Fig. 3. Contacts between residues in the central helices during S2 opening.

a–c HexaPro-SS-Δstalk CHs in the closed conformation from a top-down view (a), side view in the context of the S2 trimer (gray cartoons) (b), and side view (c). CHs are highlighted with purple cartoons. The sidechains of the residue pointing toward the interior of the CHs are shown as sticks with the C atoms colored by the corresponding residue contact score as in the closed conformation of the HexaPro-SS-Δstalk. d, e Contact score heatmaps for the HexaPro-SS-Δstalk base construct (d) and HexaPro-SS-Δstalk tryptophan substitutions (e) in the closed, partially open, and open states. The scale ranges from 0 (weak or transient contacts) to 1 (persistent or extensive contacts, corresponding to the 95th percentile value of the HexaPro-SS-Δstalk contact scores). The star indicates the substituted residue.

The opening mechanism of HexaPro-SS-Δstalk underscored two residues located in the proximity of the CH apex, V991 and T998, as best candidates for cavity-filling substitutions aimed at improving the stability of the closed conformation. Cavity-filling is a common strategy utilized to stabilize proteins by introducing hydrophobic sidechains to occupy hollow regions within the protein^52,53. This approach has been previously applied to other viral glycoproteins such as RSV F, HIV-1 Env^53,54, and SARS-CoV-2 S1⁵⁵. Intrigued by this observation, we hypothesized that introducing a bulky hydrophobic sidechain at positions 991 and 998, such as in tryptophan, may contribute to forming novel, interprotomer, stabilizing interactions, which, in turn, could slow down opening or fully stabilize the S2 trimer in the closed prefusion conformation.

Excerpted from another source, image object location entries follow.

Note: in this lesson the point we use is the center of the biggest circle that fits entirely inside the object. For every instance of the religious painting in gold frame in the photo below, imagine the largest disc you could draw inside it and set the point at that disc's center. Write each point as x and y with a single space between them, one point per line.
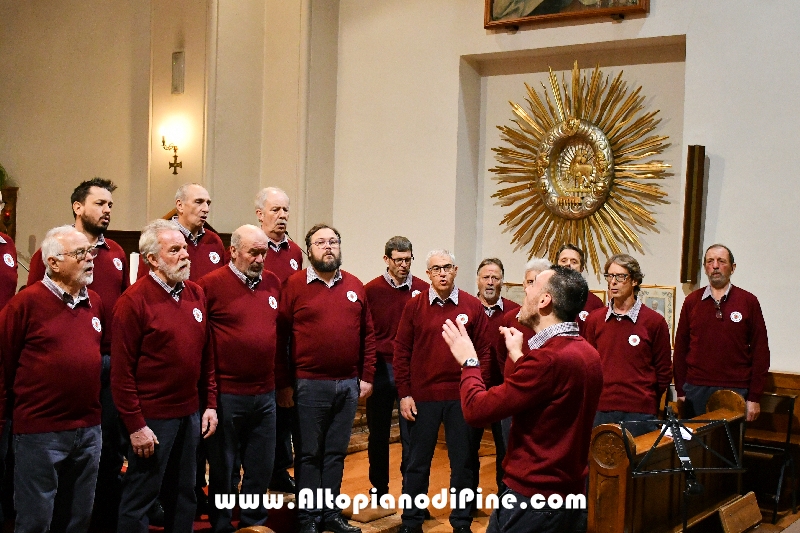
505 13
661 299
578 167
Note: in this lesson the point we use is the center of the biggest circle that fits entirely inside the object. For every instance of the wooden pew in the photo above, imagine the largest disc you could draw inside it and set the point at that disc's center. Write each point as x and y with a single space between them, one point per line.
619 503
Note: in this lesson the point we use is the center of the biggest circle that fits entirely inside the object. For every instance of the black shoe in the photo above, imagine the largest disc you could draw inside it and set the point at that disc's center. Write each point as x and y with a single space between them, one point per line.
282 482
156 514
340 525
202 503
308 527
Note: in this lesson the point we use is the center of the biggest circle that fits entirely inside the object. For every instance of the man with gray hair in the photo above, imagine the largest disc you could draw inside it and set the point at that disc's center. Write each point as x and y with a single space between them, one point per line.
284 258
242 317
50 343
205 248
160 376
429 395
721 342
634 346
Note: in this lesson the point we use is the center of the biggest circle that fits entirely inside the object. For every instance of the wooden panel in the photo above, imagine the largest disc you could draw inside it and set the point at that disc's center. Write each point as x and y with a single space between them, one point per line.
652 504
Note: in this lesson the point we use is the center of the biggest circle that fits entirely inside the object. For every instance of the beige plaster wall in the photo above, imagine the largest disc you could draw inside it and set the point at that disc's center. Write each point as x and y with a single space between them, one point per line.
74 104
407 129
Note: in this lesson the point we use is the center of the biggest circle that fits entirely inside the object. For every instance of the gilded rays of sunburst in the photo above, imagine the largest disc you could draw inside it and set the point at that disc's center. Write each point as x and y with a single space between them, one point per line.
580 168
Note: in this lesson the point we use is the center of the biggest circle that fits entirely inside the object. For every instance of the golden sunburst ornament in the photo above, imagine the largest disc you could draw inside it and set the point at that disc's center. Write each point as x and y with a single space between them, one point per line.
580 170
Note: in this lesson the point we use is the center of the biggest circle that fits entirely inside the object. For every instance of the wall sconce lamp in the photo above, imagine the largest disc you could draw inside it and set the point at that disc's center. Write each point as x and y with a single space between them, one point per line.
174 164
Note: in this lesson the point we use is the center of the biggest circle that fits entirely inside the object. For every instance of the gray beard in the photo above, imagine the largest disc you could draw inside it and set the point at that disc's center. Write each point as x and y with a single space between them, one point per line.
174 274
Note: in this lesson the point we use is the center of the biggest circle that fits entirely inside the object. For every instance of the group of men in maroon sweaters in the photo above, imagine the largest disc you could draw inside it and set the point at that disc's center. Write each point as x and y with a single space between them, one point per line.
243 350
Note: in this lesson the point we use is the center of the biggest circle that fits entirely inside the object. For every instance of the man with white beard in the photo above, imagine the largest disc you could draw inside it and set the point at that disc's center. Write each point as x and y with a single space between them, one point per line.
160 376
51 353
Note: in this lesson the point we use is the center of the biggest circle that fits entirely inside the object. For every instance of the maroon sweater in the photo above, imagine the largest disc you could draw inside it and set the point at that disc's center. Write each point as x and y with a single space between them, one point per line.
592 302
331 330
637 366
729 352
243 335
285 262
111 278
206 256
501 352
494 322
424 367
386 305
51 361
8 270
157 354
552 398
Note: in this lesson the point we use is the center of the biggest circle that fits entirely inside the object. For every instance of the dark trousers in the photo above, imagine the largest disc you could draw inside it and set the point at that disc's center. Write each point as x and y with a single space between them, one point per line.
325 413
462 448
112 455
285 429
54 480
697 397
246 430
173 463
615 417
379 421
530 520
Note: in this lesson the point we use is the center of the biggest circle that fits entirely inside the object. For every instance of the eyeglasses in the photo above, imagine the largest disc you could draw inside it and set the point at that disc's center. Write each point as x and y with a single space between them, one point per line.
444 268
81 253
333 243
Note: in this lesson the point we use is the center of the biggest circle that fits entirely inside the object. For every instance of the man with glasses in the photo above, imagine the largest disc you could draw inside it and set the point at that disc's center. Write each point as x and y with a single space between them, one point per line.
721 342
91 207
50 342
332 340
284 258
633 342
427 380
161 376
573 257
387 295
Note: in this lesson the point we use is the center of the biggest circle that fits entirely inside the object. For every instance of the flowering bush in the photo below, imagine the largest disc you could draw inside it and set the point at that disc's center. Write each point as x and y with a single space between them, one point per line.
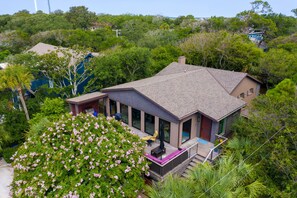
80 156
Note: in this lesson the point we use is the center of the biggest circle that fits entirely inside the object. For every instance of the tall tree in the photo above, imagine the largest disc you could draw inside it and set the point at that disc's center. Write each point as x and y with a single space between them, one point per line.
16 78
80 17
271 127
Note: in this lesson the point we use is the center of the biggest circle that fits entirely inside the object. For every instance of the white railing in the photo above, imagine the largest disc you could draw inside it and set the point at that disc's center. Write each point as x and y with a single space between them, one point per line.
190 155
210 154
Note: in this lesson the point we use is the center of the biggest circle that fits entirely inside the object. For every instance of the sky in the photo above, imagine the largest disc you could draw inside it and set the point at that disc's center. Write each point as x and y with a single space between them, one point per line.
170 8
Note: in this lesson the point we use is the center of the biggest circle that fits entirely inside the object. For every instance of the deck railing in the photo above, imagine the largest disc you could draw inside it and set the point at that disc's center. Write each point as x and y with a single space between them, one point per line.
215 151
163 168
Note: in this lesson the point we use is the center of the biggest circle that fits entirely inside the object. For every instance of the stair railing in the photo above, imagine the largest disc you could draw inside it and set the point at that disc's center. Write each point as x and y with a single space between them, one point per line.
210 154
191 148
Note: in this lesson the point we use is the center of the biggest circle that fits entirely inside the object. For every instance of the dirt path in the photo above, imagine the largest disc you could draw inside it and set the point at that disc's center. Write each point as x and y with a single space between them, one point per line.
6 176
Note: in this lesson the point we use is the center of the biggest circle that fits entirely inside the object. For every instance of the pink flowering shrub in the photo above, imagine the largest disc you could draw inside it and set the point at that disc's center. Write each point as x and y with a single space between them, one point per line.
80 156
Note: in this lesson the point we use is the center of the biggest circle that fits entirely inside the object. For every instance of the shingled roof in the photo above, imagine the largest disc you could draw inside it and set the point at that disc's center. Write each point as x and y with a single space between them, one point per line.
185 89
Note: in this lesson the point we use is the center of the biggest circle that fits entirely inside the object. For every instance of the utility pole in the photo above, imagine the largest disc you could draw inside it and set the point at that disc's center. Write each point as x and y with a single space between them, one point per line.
49 6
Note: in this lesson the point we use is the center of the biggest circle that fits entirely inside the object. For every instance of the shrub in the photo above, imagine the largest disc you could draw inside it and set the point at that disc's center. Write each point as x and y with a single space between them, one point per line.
80 156
8 153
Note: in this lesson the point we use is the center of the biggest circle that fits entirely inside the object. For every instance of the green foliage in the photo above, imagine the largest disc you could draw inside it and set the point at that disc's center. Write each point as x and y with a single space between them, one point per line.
80 17
8 153
162 56
120 67
276 65
4 54
157 38
51 109
228 178
82 155
221 50
273 117
13 128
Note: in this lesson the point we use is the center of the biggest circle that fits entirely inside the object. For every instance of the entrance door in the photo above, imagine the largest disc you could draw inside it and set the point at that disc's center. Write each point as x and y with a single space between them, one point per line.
205 129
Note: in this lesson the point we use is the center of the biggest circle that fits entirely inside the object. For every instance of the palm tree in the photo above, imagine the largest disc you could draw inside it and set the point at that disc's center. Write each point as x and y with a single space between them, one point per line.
227 178
16 78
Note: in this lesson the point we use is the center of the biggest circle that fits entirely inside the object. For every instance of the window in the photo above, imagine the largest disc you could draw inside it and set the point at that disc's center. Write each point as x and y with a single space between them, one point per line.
186 133
113 107
250 91
166 126
124 112
222 126
149 124
102 108
136 118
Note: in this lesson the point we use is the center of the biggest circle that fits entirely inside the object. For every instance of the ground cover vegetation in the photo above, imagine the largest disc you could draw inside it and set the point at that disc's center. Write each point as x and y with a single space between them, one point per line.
132 47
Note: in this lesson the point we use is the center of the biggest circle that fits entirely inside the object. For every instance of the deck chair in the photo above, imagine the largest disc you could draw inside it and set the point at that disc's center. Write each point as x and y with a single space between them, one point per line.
150 139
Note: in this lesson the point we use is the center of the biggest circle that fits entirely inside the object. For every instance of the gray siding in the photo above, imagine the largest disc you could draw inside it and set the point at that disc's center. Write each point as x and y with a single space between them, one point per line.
135 100
214 131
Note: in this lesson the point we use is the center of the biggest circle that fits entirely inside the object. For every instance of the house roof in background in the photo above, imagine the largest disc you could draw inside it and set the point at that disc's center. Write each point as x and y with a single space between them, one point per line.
185 89
86 98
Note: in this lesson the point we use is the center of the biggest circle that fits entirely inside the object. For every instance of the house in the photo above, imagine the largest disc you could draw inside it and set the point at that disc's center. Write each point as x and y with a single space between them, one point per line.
190 101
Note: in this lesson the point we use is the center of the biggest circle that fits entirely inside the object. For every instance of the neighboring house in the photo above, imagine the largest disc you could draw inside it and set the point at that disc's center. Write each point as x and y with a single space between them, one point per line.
191 101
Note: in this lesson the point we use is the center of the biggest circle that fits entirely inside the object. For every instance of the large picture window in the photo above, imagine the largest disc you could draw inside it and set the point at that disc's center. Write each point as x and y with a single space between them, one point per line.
136 118
222 126
113 107
149 124
166 129
186 133
102 108
124 113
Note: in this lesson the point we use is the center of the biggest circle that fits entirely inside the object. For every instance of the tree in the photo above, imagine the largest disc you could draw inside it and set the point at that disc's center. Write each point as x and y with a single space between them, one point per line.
294 11
271 127
222 50
262 7
66 69
119 67
276 65
81 156
80 17
16 78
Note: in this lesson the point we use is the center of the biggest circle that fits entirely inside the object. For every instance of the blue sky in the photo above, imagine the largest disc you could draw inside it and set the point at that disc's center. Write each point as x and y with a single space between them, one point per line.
172 8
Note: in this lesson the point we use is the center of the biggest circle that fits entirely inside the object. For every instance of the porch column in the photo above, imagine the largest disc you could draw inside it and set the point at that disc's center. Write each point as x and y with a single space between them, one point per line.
118 107
129 115
107 107
142 120
157 124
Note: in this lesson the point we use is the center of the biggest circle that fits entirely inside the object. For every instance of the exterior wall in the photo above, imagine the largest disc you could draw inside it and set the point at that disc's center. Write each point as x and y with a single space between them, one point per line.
230 120
244 86
90 105
194 128
214 130
135 100
174 134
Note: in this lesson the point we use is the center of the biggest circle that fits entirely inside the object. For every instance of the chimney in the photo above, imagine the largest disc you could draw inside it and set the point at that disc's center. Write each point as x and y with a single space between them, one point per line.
182 60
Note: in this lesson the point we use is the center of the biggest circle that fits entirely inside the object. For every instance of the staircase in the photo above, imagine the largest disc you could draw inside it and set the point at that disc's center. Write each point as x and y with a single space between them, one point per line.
198 159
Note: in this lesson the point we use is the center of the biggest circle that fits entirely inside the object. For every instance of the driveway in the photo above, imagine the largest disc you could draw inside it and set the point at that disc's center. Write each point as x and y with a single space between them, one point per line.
6 176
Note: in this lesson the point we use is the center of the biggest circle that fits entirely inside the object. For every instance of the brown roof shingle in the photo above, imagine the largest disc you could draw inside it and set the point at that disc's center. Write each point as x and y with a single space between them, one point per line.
184 89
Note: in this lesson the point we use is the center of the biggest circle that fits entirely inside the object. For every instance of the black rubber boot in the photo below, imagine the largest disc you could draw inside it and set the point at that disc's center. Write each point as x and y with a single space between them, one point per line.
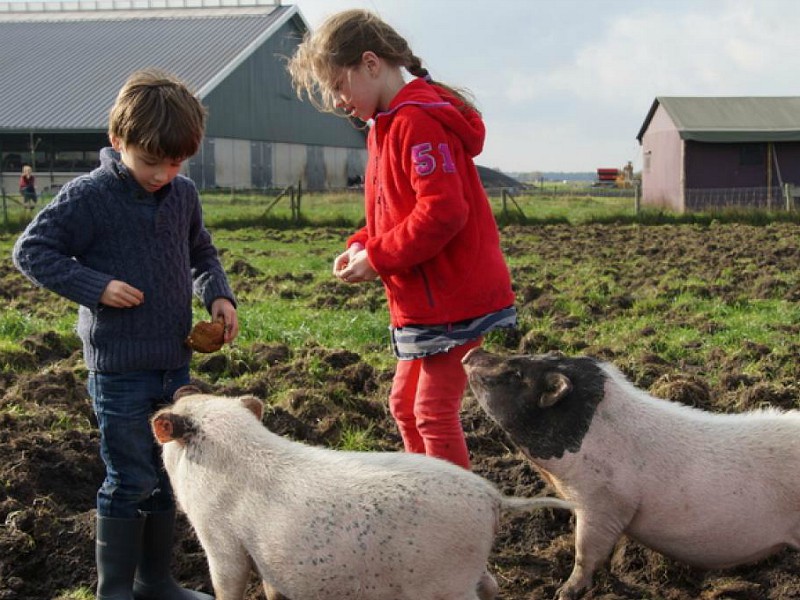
153 579
117 550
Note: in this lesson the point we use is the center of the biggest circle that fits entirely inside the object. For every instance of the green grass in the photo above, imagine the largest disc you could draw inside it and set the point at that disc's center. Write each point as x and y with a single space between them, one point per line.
281 301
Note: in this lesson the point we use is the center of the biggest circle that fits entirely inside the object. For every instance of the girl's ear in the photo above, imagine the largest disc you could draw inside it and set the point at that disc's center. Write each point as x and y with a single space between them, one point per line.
371 61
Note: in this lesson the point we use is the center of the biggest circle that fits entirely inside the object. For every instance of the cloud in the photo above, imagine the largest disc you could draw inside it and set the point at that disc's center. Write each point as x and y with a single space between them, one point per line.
743 49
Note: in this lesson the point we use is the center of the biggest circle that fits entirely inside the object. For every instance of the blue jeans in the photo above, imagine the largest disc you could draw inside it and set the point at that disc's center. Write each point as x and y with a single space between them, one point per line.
135 477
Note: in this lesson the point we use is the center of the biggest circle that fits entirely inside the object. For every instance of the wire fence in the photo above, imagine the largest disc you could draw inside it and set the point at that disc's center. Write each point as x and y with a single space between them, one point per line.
772 198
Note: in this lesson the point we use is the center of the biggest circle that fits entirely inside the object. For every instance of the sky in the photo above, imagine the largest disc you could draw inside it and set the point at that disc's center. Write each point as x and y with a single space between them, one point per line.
565 85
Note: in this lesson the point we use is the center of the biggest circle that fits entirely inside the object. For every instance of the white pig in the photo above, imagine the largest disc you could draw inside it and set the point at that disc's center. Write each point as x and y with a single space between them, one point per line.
710 490
320 524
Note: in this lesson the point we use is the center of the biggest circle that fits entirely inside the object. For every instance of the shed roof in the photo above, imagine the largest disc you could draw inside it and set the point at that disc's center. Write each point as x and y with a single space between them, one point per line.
62 70
731 119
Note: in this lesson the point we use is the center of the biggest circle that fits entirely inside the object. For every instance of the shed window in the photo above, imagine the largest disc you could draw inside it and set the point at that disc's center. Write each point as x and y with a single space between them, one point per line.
751 154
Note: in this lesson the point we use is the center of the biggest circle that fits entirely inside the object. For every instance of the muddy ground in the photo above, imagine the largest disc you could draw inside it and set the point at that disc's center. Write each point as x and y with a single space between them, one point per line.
50 469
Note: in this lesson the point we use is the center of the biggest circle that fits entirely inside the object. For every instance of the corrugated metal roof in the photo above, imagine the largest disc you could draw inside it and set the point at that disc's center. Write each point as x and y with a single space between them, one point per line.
63 71
731 119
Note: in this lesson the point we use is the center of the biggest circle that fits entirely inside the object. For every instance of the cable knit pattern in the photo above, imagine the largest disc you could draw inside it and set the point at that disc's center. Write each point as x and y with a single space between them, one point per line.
105 226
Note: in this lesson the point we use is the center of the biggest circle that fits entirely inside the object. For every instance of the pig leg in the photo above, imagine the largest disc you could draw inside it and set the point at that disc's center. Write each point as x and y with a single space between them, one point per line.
229 571
487 587
272 594
595 538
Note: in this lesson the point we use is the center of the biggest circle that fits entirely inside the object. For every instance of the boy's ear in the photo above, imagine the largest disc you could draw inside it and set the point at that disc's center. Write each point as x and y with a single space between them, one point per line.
116 143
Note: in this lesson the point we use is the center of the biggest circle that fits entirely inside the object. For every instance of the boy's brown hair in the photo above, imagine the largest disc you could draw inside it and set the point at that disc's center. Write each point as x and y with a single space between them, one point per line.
156 112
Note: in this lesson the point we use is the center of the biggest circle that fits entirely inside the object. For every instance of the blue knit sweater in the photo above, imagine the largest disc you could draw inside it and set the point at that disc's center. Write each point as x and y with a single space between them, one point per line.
105 226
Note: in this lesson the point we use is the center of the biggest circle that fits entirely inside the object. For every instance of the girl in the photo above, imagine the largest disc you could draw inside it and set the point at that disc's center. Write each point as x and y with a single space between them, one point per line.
430 234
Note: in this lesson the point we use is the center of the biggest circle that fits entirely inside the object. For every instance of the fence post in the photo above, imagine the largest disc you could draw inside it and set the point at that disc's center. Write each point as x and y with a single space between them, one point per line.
299 196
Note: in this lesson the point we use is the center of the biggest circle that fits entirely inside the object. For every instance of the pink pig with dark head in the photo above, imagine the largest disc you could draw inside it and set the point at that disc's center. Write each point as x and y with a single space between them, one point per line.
710 490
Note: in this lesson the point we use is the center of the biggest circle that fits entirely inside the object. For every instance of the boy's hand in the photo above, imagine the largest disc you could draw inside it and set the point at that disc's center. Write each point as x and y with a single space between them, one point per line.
223 309
119 294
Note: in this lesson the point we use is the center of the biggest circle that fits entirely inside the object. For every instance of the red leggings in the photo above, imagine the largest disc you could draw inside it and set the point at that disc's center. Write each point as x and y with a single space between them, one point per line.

Tryptophan cavity-filling substitutions slow down prefusion-stabilized S2 trimer opening

Aiming to stabilize the S2 trimer in the closed prefusion conformation, we designed three HexaPro-SS-Δstalk tryptophan variants. Three engineered models in the closed conformation were generated from the base construct: (1) HexaPro-SS-V991W, incorporating V991W substitution; (2) HexaPro-SS-T998W, including T998W substitution; (3) a double substitution variant, named HexaPro-SS-2W, containing both V991W and T998W substitutions. In a similar way to the base construct, we performed WE simulations of the three HexaPro-SS-Δstalk tryptophan variants to interrogate their stability and, possibly, opening mechanism. Interestingly, each engineered S2 trimer swung away from the initial closed conformation to sample partially open and open conformations. We collected 149, 187 and 195 opening pathways across 35, 47, and 56 µs of aggregate sampling for HexaPro-SS-V991W, HexaPro-SS-T998W, and HexaPro-SS-2W, respectively (Supplementary Figs. 8–12 and Supplementary Tables 1, 3). The closed-to-open transition is consistent across all four simulated S2 constructs, with chain-chain separation proceeding stepwise. Although opening occurred, it is important to note that WE is a path-sampling approach used to enhance the sampling efficiency of conformational transitions that are rarely observed by means of conventional MD⁴⁰. That is, sampling an open conformation does not itself imply that the closed conformation is unstable; rather, the WE method allowed us to observe a slow dynamic behavior that is physically accessible to the protein.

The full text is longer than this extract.